L’Assemblée nationale vient de voter le soutien de la France à l’Ukraine après l’accord de sécurité signé entre Emmanuel Macron et Volodymyr Zelensky, le 16 février. À 3 mois des élections européennes, la guerre en Ukraine est devenue depuis quinze jours le sujet principal du gouvernement, sur lequel il a été demandé à chaque formation politique de se positionner.
Le choix du calendrier interroge ainsi que le clivage du gouvernement entre d’un côté, ceux qui soutiennent l’Ukraine et de l’autre, ceux qui soutiennent, de fait, la Russie. En ligne de mire, le parti de Marine Le Pen, cible principale du gouvernement et que Gabriel Attal a comparé le 28 février dans l’hémicycle à des troupes de Vladimir Poutine en France.
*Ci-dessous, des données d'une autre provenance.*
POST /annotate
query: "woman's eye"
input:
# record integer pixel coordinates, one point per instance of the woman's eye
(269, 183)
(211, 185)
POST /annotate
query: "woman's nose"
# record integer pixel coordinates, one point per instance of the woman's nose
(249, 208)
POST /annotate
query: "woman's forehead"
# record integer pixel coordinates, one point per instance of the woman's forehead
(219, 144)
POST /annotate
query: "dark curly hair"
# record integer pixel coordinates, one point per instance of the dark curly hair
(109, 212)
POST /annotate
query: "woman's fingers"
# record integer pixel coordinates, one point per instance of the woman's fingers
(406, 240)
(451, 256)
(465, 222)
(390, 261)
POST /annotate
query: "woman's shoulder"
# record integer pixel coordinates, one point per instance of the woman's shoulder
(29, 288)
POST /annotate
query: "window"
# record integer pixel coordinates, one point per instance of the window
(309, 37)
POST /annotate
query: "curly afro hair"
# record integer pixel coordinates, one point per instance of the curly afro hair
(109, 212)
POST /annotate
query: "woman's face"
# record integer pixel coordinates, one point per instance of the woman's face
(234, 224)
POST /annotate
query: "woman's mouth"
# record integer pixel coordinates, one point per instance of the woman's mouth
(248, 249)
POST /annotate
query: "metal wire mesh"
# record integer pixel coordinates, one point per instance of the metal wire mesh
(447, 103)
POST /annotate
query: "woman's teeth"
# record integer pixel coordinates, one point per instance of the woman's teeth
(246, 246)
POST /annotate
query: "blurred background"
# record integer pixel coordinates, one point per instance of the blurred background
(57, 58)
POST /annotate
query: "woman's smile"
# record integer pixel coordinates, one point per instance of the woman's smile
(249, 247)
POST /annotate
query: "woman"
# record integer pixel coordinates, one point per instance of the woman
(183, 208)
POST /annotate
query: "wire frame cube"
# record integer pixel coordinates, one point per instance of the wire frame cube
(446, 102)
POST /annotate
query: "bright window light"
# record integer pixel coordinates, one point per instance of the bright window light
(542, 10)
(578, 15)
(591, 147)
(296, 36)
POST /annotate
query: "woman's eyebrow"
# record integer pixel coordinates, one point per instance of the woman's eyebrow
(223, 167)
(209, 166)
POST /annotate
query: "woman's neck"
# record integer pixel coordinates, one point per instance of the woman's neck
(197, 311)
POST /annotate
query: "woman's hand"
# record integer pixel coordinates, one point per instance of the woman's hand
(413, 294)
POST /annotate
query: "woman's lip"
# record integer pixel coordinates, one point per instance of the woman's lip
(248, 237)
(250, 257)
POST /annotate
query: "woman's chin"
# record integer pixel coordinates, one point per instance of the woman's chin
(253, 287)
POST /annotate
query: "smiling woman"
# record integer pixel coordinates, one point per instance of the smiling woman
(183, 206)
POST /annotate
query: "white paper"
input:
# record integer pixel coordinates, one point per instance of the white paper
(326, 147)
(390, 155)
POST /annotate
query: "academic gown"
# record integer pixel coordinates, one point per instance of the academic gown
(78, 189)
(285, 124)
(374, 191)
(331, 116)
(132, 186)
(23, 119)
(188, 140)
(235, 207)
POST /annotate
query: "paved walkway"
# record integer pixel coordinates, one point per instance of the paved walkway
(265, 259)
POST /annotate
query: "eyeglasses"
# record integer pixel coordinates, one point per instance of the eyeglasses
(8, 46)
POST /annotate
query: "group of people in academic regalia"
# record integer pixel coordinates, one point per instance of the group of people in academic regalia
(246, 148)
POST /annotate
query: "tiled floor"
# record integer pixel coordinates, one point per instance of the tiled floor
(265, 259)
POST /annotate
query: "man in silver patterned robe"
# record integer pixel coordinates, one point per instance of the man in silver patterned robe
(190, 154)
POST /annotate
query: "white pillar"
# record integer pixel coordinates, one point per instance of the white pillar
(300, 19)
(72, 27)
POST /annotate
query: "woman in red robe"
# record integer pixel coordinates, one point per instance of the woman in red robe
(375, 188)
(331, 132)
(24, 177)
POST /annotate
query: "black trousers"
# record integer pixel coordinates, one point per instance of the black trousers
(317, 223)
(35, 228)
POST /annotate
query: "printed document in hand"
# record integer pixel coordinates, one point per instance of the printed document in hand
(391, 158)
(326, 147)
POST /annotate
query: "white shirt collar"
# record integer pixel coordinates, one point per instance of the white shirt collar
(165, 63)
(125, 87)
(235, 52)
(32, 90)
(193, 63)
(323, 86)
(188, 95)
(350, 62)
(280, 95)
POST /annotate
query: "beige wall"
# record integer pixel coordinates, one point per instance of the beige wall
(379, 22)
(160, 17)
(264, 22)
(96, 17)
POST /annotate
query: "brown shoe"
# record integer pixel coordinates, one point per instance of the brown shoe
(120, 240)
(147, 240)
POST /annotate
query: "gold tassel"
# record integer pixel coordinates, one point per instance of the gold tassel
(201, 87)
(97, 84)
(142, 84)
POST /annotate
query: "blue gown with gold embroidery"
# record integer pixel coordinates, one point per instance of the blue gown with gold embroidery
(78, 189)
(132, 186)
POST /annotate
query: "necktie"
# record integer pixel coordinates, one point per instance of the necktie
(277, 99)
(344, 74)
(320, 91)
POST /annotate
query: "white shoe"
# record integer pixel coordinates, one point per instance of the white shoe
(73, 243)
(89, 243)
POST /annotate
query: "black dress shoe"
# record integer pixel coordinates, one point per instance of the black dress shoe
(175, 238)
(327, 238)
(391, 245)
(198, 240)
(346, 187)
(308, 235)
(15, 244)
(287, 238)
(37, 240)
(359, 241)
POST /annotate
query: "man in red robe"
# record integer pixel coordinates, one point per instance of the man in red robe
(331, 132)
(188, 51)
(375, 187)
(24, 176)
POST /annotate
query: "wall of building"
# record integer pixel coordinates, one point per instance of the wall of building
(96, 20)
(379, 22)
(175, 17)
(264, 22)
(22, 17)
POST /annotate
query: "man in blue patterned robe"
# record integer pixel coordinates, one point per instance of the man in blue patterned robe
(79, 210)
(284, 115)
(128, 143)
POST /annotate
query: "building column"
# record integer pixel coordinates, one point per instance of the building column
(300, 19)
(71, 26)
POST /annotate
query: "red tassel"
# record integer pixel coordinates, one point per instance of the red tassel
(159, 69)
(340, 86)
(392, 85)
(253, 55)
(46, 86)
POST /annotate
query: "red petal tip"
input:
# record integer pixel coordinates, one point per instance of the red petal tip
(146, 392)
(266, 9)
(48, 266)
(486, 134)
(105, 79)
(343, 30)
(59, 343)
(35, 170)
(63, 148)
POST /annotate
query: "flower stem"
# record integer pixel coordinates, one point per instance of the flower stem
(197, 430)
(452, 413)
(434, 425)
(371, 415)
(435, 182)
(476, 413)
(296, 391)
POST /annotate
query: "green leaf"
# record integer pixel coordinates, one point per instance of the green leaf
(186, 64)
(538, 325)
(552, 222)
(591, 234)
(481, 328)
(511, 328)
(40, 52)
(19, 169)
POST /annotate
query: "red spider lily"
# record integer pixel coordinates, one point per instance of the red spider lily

Si cette instrumentalisation politique est déjà bien connue, elle risque au mieux de se retourner contre son auteur et au pire de cliver encore davantage une société française déjà polarisée.
Le contexte du vote symbolique de soutien à l’Ukraine
L’Assemblée nationale a voté ce mardi l’accord de sécurité, déjà signé entre Paris et Kiev, à 372 voix contre 99. La majorité des LR, du PS, des écologistes et de Liot ont voté pour, le RN s’est abstenu et LFI et le PCF s’y sont opposés.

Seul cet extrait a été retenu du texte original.